Bespoke Neural Machine Translation Engines for Simplified Chinese
Our client is Internation Data Corporation (IDC).
IDC is one of the leading providers of market intelligence and analysis for the IT, telecoms and consumer technology markets, employing more than 1100 analysts around the world.
Their goal was to reduce the costs of the translation of their research reports into and out of English and Simplified Chinese without compromising the quality. They also wanted to improve on the turnaround time required to translate the reports.
To do this, they would replace their existing translation provider with Machine Translation (MT) technology.
What challenges did we take on?
- We undertook to develop two Neural Machine Translation engines. One translating English into Simplified Chinese and one translating Simplified Chinese into English.
- The engines would need to be able to translate at a level of accuracy and fluency at least as high as our client’s current translation provider.
- They would need to use our client’s preferred terminology.
- For the first 12 months, we would be responsible for post-editing the content to an agreed standard. Whether or not the raw MT output reached the required standard. After the initial 12 months, Asian Absolute would continue to provide quality management and maintenance of the Neural engines, but the client would perform the post-editing themselves in-house, reducing their cost even further.

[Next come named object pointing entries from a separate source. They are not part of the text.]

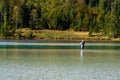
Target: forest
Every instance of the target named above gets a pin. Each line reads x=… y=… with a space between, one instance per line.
x=94 y=16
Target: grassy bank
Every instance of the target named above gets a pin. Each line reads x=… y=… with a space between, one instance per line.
x=23 y=34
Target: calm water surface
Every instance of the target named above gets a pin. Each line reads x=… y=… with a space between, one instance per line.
x=59 y=64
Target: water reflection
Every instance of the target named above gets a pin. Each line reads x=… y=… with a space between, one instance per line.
x=59 y=64
x=81 y=54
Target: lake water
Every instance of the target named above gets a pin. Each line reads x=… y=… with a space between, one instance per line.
x=59 y=64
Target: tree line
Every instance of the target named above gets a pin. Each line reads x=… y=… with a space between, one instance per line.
x=95 y=16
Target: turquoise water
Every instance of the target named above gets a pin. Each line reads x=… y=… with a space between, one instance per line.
x=59 y=64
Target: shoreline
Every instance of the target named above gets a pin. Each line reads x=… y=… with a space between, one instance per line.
x=57 y=35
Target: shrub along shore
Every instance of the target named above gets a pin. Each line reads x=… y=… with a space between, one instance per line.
x=69 y=35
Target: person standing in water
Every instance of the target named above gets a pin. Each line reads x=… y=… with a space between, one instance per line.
x=82 y=43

- The engines would need to be vendor-neutral. This would mean that, after the initial 12-month period, our client could take over running the MT engines if they wished. Or they could choose to have us continue to manage and maintain the engines at a reduced cost.

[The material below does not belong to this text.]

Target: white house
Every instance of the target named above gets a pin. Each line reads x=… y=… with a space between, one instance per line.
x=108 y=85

- In order to facilitate our client taking over the running of the engines should they wish to, we also undertook to provide training for their in-house team. This would cover how to use the TMS (Translation Management System, the software which provides the project management interface) to edit translations and how to edit MT output efficiently and effectively.
How did we build the engines?
There are several different types of MT engine available. For this task, Neural Machine Translation engines was the most suitable.
In order to train the engines, we would need a great deal of data. This data would need to be in-domain and it would need to be clean. Initially, we received 500,000 words of bilingual data from the client. We then went about cleaning the data, checking alignments, duplications, noise and so on. This is necessary to make sure it is suitable for use as MT training data.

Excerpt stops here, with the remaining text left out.